Ночью я лежал на голых нарах своего штрафного изолятора и думал. Что ты сделал? Своей рукой сообщил им, фактически, что твои научные статьи переправляются на Запад. Советские «эксперты» объявят твою работу секретной. Она будет перехвачена по пути в западный журнал. Никто из ученых никогда не увидит ее и не докажет, что оценка «экспертов» чудовищно нелепа. Найдутся и на Западе журналисты, которые напишут: «Не исключено, что Орлов действительно…» Всем вовлеченным предъявят статью о государственной измене. Теперешнее уголовное дело, которое тебе лепят, — это пока твое дело. Но это только начало. Передача научной статьи на Запад будет делом против многих людей. Ты пожертвовал ими ради себя!
Позже, анализируя детали, я понял, что КГБ этого не планировал. Им пришлось бы признать, что я ученый, тогда как за шесть лет до того они объявили, что Орлов давно уже не ученый. Но я вычислил это позже. В тот же момент и решил, что у меня только один выход. Дело надо остановить. Им нужен я, не будет меня, не будет и дела. Завтра баня. После бани дают ножницы постричь ногти. Другого способа нет. Всю ночь, лежа на нарах, я тренировал удар в грудь, в сердце. Если ошибусь, не убью себя, то погублю других. Ошибаться нельзя.
Утром оказалось, что ножницы у них в дежурке потерялись.
Вот так и получилось. Я написал заявление: прекратите судебное преследование, и я выйду на работу и буду избегать нарушений режима до конца срока, если — если, добавил я, не будет провокаций и нарушений со стороны самой администрации.

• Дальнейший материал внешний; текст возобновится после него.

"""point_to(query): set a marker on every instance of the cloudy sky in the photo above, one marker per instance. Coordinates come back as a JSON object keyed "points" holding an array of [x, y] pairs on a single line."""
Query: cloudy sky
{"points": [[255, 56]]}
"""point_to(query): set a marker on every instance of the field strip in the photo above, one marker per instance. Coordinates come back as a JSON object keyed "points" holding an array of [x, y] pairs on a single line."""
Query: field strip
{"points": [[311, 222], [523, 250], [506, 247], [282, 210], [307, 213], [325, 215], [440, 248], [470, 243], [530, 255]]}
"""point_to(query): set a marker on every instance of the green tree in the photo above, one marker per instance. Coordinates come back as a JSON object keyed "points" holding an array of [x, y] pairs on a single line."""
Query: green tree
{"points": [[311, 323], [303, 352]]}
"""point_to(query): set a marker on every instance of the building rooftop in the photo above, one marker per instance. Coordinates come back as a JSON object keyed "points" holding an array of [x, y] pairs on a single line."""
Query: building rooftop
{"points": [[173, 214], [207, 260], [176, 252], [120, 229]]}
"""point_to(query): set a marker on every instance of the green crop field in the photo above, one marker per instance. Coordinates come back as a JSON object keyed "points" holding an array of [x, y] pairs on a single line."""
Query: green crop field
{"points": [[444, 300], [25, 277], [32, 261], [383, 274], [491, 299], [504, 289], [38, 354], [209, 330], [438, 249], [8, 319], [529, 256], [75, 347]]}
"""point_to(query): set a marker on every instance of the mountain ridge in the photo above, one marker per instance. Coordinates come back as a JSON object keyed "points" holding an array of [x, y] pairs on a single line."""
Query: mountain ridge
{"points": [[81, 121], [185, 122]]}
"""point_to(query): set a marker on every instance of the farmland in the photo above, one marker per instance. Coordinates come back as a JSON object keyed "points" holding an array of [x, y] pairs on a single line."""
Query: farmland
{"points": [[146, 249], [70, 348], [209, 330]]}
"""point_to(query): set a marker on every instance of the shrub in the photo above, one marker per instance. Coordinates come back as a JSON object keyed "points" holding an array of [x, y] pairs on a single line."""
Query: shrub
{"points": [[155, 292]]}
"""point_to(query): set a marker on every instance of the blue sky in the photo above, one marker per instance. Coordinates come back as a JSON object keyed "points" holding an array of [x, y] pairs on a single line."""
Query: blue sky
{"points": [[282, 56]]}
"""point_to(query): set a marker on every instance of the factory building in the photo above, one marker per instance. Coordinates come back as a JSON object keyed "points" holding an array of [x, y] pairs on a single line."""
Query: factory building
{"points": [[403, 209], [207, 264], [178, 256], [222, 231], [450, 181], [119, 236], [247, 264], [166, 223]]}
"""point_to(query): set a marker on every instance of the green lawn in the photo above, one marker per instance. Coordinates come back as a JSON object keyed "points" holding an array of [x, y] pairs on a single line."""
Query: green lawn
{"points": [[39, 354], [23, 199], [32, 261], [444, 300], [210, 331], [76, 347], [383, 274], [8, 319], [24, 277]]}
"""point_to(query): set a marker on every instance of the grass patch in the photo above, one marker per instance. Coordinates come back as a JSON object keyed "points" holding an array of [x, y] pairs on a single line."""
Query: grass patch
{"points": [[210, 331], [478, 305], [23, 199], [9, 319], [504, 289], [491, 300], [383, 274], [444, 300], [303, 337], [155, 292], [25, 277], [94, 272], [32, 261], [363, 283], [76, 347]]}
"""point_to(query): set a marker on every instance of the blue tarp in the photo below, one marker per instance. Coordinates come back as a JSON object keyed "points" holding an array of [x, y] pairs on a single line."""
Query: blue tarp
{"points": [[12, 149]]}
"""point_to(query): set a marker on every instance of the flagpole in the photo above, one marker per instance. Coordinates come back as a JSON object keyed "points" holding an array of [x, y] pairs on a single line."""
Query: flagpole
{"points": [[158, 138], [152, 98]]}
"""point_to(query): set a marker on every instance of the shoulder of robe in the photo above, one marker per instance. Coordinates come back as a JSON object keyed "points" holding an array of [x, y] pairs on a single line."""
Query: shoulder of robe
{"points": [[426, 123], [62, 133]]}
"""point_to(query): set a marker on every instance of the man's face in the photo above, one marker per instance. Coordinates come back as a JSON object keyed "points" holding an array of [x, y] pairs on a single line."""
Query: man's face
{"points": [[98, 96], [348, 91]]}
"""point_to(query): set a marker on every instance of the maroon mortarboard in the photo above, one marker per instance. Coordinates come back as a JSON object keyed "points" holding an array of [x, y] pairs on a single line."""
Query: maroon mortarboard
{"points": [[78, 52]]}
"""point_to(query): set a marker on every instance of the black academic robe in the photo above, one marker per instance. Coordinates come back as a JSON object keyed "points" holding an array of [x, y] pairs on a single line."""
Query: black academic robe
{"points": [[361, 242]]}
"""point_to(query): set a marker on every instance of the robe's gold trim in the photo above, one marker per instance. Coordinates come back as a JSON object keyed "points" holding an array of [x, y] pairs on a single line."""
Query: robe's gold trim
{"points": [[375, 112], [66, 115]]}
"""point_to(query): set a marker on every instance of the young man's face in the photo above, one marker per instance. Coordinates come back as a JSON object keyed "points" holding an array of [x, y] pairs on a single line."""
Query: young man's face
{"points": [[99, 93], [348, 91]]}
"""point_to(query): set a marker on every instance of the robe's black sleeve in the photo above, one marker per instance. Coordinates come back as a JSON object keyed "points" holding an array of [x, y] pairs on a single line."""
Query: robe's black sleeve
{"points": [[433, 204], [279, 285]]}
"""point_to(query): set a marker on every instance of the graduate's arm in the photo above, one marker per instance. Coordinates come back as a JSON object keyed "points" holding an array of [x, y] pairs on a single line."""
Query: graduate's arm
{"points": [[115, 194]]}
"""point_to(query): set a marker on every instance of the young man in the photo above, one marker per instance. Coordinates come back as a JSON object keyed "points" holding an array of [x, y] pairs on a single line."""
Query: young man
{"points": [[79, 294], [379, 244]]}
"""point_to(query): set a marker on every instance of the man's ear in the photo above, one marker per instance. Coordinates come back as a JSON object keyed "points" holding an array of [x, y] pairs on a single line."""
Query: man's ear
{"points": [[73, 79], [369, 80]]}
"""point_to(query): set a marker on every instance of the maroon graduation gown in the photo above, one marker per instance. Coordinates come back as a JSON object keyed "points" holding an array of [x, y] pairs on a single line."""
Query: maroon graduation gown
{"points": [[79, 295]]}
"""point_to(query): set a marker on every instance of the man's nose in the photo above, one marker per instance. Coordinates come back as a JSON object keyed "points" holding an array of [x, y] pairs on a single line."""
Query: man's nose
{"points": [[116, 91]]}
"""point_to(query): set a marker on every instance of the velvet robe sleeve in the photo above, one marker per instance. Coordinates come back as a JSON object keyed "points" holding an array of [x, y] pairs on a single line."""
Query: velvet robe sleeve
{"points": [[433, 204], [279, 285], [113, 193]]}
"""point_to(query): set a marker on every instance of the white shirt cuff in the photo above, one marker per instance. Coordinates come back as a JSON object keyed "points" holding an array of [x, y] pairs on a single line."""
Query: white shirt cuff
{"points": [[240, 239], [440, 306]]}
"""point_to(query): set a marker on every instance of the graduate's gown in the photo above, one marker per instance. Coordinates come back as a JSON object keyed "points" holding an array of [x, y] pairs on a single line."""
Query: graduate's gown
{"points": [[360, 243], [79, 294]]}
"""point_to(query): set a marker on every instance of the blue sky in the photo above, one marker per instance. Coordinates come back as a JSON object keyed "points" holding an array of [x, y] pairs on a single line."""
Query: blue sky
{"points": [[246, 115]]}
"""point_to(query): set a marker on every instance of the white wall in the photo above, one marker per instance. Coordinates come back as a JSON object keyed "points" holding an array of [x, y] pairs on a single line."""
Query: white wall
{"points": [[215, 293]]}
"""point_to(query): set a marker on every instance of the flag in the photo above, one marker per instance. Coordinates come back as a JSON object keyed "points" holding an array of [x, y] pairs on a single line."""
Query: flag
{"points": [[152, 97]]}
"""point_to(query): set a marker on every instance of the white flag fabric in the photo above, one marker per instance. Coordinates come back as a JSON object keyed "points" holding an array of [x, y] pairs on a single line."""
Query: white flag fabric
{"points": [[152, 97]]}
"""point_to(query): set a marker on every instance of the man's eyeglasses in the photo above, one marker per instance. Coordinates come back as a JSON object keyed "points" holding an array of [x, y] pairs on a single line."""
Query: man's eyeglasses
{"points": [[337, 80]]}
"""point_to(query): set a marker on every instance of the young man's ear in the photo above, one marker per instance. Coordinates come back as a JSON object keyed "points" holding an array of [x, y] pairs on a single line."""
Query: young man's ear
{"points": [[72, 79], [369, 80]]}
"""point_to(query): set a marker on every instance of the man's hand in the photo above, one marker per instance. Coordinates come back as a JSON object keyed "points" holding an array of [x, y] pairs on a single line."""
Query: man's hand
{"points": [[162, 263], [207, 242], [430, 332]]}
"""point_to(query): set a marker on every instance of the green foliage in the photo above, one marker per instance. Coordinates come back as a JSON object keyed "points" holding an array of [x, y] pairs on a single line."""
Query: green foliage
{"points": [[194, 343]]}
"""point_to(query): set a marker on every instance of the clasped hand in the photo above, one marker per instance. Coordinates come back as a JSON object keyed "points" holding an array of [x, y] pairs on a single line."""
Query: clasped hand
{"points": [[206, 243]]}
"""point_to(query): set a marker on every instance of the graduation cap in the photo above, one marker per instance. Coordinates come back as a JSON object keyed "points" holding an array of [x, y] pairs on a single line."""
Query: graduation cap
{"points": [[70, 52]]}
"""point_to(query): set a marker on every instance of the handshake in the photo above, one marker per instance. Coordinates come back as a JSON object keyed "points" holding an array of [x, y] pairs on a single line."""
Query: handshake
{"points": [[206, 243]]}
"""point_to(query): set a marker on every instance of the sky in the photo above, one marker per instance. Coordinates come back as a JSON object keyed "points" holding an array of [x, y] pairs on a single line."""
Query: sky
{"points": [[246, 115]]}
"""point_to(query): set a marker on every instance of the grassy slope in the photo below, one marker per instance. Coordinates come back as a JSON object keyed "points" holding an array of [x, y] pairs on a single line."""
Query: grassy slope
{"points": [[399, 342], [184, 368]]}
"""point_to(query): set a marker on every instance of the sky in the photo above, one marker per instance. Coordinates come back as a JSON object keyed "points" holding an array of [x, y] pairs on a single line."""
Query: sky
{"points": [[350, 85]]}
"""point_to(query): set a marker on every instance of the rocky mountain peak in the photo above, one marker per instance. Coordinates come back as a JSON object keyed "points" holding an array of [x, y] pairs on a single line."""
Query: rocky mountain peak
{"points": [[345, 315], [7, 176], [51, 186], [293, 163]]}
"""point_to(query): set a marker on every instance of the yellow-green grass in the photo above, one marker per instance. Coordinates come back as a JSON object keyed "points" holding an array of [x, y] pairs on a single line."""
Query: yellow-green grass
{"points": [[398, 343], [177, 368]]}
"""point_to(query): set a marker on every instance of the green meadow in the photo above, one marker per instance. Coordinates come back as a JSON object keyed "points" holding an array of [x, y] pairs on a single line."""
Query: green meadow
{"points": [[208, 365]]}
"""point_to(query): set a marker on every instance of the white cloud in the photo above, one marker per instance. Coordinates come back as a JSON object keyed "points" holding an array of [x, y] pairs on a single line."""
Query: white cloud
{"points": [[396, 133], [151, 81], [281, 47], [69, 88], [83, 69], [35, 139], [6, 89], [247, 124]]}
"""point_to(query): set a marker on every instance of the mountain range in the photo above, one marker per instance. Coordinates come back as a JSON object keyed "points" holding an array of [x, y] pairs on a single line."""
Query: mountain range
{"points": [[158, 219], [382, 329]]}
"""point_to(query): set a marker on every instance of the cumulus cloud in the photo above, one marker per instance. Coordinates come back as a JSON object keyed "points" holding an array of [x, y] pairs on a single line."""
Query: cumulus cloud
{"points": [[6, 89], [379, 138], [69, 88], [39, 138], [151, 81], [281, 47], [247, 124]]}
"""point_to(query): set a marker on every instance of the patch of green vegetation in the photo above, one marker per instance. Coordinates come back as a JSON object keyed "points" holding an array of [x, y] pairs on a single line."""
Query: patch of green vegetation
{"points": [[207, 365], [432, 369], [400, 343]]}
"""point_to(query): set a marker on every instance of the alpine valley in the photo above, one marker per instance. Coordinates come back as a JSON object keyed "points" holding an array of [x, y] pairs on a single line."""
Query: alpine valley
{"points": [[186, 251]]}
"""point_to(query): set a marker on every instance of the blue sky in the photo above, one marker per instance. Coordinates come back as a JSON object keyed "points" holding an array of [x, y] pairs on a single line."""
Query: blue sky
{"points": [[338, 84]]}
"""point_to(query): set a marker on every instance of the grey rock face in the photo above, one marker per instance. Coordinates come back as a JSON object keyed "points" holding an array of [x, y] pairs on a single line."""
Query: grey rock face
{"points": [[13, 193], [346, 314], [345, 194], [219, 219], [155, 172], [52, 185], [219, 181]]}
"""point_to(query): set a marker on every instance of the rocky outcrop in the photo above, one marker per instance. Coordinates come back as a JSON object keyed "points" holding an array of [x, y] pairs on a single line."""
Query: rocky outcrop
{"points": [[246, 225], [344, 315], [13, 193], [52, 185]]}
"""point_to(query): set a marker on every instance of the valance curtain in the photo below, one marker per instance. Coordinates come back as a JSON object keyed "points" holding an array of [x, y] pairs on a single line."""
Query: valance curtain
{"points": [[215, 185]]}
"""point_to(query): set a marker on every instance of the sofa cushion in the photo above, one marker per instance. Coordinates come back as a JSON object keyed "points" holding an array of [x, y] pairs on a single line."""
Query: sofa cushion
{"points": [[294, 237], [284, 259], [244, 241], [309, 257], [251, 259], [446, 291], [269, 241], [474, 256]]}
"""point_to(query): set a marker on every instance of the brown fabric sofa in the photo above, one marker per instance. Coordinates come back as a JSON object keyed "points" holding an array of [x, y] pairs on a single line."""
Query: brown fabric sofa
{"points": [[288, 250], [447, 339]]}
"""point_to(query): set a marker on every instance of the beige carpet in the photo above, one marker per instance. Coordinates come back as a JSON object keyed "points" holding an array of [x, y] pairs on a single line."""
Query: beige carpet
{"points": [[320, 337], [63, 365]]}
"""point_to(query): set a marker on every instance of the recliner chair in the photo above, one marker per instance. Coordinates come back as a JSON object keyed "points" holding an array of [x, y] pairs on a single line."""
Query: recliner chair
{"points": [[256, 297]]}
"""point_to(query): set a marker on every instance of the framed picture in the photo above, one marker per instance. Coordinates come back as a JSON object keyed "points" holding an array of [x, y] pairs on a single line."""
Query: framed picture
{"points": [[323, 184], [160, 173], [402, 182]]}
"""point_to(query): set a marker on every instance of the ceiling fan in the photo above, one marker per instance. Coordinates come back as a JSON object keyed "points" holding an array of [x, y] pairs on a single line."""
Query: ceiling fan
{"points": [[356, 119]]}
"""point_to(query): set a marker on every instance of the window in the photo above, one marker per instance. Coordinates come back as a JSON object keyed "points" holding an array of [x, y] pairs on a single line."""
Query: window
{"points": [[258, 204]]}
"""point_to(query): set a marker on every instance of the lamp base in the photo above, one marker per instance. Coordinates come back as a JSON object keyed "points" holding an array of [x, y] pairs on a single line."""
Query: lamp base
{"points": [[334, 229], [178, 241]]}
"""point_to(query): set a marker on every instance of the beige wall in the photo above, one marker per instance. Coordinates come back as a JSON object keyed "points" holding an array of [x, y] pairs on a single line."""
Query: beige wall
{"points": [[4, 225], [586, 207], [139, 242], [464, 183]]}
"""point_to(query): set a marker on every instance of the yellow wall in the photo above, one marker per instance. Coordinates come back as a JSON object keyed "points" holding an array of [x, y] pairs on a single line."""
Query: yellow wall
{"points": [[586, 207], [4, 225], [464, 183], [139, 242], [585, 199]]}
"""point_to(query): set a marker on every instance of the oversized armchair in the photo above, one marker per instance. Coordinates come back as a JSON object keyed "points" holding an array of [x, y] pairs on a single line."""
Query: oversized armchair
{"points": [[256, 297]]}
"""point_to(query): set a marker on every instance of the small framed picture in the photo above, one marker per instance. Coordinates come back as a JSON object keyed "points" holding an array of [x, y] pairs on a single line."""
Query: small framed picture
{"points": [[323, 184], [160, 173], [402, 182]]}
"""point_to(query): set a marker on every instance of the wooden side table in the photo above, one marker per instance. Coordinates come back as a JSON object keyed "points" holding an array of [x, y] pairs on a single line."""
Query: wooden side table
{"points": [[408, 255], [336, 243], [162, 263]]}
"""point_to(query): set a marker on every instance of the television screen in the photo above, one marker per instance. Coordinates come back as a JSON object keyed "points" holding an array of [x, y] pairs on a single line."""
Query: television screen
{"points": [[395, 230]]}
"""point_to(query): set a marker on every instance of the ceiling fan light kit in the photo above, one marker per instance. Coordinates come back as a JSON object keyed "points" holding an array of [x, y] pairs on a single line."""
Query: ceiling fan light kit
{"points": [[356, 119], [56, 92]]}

Советским диссидентам нельзя писать таких заявлений. Даже то слабое обещание, которое я дал, было ошибкой. Не потому, что компромиссы недопустимы, совсем нет, а потому, что КГБ постарается немедленно использовать заявление для разложения правозащитного движения. Это сразу и обнаружилось. Уже через три дня прилетел чекист из Москвы. «Нам ничего не дает ваше заявление, — сказал он. — Вы и без него обязаны соблюдать режим. Пишите открытое письмо Елене Боннэр в Москву и вашим друзьям на Запад, чтобы они не упоминали больше ваше имя.»
«Нет,» — ответил я. Уже столько лет я не видел их в упор — и вот теперь слушал такое! Я должен был предвидеть это.
«Но вы понимаете!» — сказал москвич.
«Понимаю.»
«Примем меры!»
«Примем и мы.»
«Да нет! Нет-нет. — воскликнул начальник местного управления КГБ. — Мы по-другому…»
Дело закрыли, и я знал, что к этому делу они уже не вернутся: чиновники этого не любят, если надо — сварганят новое. Но почему они его закрыли? Это скоро выяснилось. За неделю до моего выхода в зону, когда я еще сидел в изоляторе, заключенных выстроили и торжественно зачитали подделку: якобы я «отказываюсь от дальнейшей политической деятельности»! Даже Орлов, говорили они, отказался от безнадежного дела; следуйте его примеру…
Никто им не поверил, хотя они и закрыли мое новое дело. Когда я вышел в зону в начале июля 83 года, меня обняли друзья-диссиденты Марзпет Арутюнян, Олесь Шевченко и другие. Я объяснил им, что случилось и как. 10 июля, немного оправившись, я объявил голодовку. В заявлении о голодовке я требовал, как это мы часто делали, всеобщей политической амнистии. Еще из одиночки, через Глеба Якунина, я предупреждал другие зоны о будущей голодовке.
Кормили принудительно на двенадцатый и на шестнадцатый день голодовки. Начался понос, распухла прямая кишка, но я был снова душевно чист. Ощущение внутренней свободы уже не покидало меня.
На восемнадцатый день меня этапировали в больницу.